Are those Zip ties in the pic or a cheap strap I am not aware of


----------



## deerslayer (Mar 29, 2012)

We used to do the sewer on alot of temporary job trailers. We started getting outbid severely and lost the business. I stopped in one day to take the GC to lunch and try to woo him back. Peeked under on of the trailers the other plumber was plumbing and they had the entire building drain and all the branches supported with the large furnace zip ties:furious:. No wonder we couldn't compete using clevis hangers and all thread, straight lines ETC


----------



## Hoozycoozy (Apr 26, 2011)

wyplumber said:


> Are those Zip ties in the pic or a cheap strap I am not aware of


Yes, they zip tied all the water in the house to the plastic. I don't want to do work for a builder or gc that is okay with that. Same house...


----------



## Hoozycoozy (Apr 26, 2011)

Hoozycoozy said:


> Yes, they zip tied all the water in the house to the plastic. I don't want to do work for a builder or gc that is okay with that. Same house...


Keep in mind there is a basement bath there, imagine trying to soffit that mess, and it's hard to tell but the 2" coming from the right is trapped, the whole house was insanely poorly plumbed.


----------



## wyplumber (Feb 14, 2013)

Hoozycoozy said:


> Yes, they zip tied all the water in the house to the plastic. I don't want to do work for a builder or gc that is okay with that.
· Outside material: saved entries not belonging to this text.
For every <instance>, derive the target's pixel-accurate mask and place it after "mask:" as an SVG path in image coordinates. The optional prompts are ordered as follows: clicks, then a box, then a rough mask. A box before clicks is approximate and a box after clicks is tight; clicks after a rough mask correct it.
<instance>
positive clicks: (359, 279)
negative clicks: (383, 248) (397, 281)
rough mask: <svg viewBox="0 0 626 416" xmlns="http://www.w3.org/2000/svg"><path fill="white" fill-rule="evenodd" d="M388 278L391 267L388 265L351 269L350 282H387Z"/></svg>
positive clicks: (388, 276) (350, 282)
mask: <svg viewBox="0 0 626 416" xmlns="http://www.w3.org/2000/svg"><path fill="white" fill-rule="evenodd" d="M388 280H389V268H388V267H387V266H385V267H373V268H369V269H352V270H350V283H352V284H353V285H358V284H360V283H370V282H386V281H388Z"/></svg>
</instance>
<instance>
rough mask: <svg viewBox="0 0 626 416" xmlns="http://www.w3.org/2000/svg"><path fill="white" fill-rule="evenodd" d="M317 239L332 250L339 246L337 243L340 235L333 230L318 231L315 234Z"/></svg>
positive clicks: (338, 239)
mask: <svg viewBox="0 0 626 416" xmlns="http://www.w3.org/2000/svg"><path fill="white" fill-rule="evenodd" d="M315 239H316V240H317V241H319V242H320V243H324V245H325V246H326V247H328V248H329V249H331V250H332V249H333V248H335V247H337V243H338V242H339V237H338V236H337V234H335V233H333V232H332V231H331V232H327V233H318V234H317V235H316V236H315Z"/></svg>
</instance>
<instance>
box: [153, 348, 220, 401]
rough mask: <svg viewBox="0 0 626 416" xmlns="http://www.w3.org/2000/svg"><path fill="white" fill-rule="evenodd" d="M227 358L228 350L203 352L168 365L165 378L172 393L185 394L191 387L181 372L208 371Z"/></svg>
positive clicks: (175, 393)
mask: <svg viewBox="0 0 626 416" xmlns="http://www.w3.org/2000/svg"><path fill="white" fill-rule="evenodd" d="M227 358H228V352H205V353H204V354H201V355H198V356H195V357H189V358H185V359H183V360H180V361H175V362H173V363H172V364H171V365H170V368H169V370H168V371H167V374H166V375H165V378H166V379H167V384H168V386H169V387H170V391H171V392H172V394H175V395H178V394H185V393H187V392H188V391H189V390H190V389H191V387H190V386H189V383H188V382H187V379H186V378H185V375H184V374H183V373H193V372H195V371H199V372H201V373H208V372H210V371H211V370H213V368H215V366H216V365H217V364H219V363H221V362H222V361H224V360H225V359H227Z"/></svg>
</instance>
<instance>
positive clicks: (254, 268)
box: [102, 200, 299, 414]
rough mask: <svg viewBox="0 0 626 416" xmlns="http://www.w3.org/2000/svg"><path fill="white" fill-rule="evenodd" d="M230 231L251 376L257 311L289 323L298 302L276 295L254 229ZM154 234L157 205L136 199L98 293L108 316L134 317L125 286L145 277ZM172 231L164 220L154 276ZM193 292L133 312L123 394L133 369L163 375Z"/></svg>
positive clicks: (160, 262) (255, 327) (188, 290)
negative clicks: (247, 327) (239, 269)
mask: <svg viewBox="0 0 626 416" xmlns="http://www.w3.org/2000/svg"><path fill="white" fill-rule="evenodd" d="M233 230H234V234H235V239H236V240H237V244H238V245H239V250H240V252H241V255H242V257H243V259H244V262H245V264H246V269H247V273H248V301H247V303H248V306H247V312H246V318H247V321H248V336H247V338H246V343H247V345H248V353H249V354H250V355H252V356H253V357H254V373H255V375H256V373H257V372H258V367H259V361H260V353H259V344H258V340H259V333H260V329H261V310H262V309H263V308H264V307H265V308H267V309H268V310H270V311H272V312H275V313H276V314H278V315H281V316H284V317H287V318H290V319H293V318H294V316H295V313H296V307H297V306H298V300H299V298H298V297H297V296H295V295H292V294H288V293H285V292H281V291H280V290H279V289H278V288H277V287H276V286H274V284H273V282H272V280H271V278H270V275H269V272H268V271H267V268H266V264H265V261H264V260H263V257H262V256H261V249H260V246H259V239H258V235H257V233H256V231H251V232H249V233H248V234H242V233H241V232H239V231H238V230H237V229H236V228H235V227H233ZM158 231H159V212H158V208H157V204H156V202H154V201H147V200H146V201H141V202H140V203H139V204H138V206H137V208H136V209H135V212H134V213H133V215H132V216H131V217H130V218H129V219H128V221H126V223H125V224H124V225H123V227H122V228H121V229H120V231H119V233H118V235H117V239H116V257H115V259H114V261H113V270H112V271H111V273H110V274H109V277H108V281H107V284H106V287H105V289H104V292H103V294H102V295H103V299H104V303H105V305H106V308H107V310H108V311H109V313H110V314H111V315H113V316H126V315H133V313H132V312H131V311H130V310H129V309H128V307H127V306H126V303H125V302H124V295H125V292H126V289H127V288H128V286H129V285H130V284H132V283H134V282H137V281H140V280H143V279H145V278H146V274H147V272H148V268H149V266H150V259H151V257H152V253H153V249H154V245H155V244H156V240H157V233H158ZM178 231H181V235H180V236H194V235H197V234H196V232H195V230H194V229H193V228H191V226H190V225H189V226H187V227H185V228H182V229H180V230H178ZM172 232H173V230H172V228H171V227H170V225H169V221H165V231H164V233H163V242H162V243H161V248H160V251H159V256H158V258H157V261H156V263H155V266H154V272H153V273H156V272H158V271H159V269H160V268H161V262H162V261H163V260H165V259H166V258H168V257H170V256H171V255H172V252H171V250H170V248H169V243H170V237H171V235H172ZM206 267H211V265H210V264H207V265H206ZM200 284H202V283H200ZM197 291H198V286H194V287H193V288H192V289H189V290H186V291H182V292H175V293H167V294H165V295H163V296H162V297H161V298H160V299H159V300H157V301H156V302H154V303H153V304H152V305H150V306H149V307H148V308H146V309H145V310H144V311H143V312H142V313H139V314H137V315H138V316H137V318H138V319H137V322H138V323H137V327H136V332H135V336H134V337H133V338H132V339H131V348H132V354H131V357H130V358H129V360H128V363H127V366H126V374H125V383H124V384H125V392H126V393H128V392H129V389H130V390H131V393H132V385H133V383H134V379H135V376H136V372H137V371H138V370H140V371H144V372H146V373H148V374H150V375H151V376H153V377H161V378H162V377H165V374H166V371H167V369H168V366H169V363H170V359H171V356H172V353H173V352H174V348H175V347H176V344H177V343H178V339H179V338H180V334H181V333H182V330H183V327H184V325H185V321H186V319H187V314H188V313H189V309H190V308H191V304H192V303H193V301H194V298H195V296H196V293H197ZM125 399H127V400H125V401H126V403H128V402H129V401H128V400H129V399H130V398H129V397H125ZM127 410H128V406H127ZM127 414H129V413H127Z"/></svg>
Same house...


The builder we do houses for only uses use lol if we have have a run of pex we Did not run straight in the joist our check is held until we fix it lol he expects the best And that's what we give him he only picked the low bid on one house and the buyers called us for an Inspection lol could not close the t/s glass door due to the w.c. Tank in the way


----------



## rusak (Sep 20, 2008)

Have you guys seen or install this product?
I was at a trade show today, and it got my attention.
http://pullstopbox.com/
http://youtu.be/cBsBDya5o8c


----------



## Mpc_mhayes (Nov 27, 2012)

rusak said:


> Have you guys seen or install this product?
> I was at a trade show today, and it got my attention.
> http://pullstopbox.com/
> http://youtu.be/cBsBDya5o8c


 one day when the stop goes bad you would have to cut the wall. I use only pex and stay away from CPVC. And it someone wants it I can talk them out of it. Around here there is alot of problems with CPVC brusting. Houses that are 15-20 years old flooding.


----------



## pipes (Jun 24, 2008)

rusak said:


> Have you guys seen or install this product?
> I was at a trade show today, and it got my attention.
> http://pullstopbox.com/
> http://youtu.be/cBsBDya5o8c


I can hear the crack pot designer now, " oh boy , now we can really piss off the plumber "


----------